Fraenkel Gallery is pleased to present the exhibition Peter Hujar from January 3 through March 2, 2002.
Peter Hujar is best known for his powerful and piercing portraits, uncompromising fastidiousness, and devoted friendships. He remained an artist’s artist, revered and respected by painters, performers and photographers (among them, Nan Goldin), until his death from AIDS in 1987. His friends frequently speak of him as the standard to which they held themselves. As Nan Goldin writes, “His pictures are exotic but not in a shallow, sensational way. Looking at his photographs of nude men, even of a naked baby boy, is the closest I ever came to experience what it is to inhabit male flesh.
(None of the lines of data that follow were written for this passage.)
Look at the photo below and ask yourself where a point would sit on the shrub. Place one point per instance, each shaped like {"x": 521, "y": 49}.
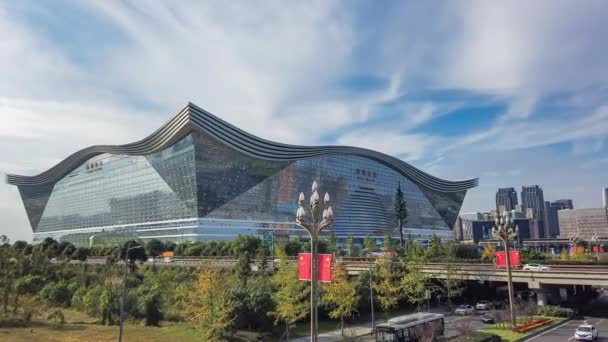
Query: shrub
{"x": 553, "y": 311}
{"x": 56, "y": 294}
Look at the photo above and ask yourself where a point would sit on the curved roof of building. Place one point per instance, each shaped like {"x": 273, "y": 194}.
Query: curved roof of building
{"x": 194, "y": 118}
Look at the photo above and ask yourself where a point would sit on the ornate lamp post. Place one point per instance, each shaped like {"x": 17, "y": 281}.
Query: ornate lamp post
{"x": 503, "y": 229}
{"x": 595, "y": 239}
{"x": 313, "y": 224}
{"x": 124, "y": 291}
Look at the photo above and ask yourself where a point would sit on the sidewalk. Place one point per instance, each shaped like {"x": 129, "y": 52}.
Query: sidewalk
{"x": 351, "y": 331}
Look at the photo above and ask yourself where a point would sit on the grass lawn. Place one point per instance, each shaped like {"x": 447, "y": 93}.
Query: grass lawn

His photographs of animals have that same rare empathy, they are like highly personal portraits.”
Although he did publish one book, Portraits in Life and Death, with an introduction by Susan Sontag, he was not widely recognized until after his death. Goldin adds, “He lived in different worlds, he touched many people, and his work, like so few photographs, can’t be forgotten and becomes even deeper and more compelling over time. Peter’s work is not just photography—it’s about birth and death and the stages of life and varieties of identity and all the friends in between.”
The works on view include several remarkable self-portraits, as well as other portraits of such diverse subjects as William Burroughs, Divine, Diana Vreeland, David Wojnarowicz and Susan Sontag. Also included are several portraits of animals, and haunting images of the catacombs at Palermo.
The exhibition runs concurrently with Nan Goldin: Recent Work.